The failure mode for many of these materials is that with time, heat, cold, UV exposure, ozone exposure, mechanical stress, combustion byproducts and chemical exposure, vibration, friction, and the like, the materials breakdown, outgass, and lose some of their embedded plasticizers and elasticizers, the very compounds that make them so good at what they do -- stay flexible and seal things up.

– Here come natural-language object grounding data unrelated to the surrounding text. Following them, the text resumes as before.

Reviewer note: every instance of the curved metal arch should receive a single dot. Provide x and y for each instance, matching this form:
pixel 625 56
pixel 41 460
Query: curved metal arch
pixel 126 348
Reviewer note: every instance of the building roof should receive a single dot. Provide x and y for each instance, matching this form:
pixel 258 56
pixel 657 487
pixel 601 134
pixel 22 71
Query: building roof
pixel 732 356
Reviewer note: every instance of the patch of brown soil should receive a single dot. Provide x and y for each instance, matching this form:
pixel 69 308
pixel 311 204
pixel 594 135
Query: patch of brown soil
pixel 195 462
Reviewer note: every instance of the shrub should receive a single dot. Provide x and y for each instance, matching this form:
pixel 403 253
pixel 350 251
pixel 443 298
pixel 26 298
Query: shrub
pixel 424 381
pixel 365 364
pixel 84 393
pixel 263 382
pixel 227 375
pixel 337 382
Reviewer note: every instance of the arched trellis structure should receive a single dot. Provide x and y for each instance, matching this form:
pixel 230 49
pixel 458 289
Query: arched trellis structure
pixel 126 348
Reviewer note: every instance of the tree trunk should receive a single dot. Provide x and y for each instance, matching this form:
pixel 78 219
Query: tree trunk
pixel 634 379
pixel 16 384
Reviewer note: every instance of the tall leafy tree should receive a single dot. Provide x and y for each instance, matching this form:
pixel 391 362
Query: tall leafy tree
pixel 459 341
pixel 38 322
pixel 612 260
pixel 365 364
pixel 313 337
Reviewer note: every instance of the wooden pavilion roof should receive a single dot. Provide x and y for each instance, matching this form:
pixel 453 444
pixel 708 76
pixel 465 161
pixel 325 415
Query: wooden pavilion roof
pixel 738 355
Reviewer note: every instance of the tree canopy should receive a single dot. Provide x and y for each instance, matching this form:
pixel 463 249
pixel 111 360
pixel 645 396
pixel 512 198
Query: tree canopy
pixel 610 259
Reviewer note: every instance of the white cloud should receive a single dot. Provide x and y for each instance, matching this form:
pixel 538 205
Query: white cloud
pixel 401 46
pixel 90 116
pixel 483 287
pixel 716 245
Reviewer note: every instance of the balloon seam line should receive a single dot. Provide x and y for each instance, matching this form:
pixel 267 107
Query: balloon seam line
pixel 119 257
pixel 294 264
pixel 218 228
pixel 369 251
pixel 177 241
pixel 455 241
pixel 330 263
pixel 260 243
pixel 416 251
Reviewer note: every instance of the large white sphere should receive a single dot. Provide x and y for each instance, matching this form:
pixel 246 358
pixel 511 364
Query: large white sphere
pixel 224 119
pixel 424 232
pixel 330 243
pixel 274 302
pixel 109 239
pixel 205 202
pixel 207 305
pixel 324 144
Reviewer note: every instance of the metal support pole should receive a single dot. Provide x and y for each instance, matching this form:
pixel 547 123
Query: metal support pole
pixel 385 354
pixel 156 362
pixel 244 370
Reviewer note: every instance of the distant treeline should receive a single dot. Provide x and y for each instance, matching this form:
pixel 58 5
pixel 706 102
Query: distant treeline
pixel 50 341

Once the material is compromised, there is no restoring the original compounds that are gone. Now there are some products that can seep into the spaces vacated by those compounds -- and they work by softening the surface and causing the rubber to swell and temporarily re-seal the shaft or whatever the function was. But those are not permanent fixes and the material continues to degrade, and some of the additives (because they are acidic in PH) actually accelerate that process. The product itself eventually gets displaced by the same process as the original degradation. Eventually the material is too compromised to help by any means.
We've all seen brittle, cracked seals and boots and failed O-rings and gaskets. Would a product have forestalled the failure? -- maybe -- but not for long. If there was an effective additive that really "fixed" rubber, don't you think it would already be in every fluid that contacts a seal?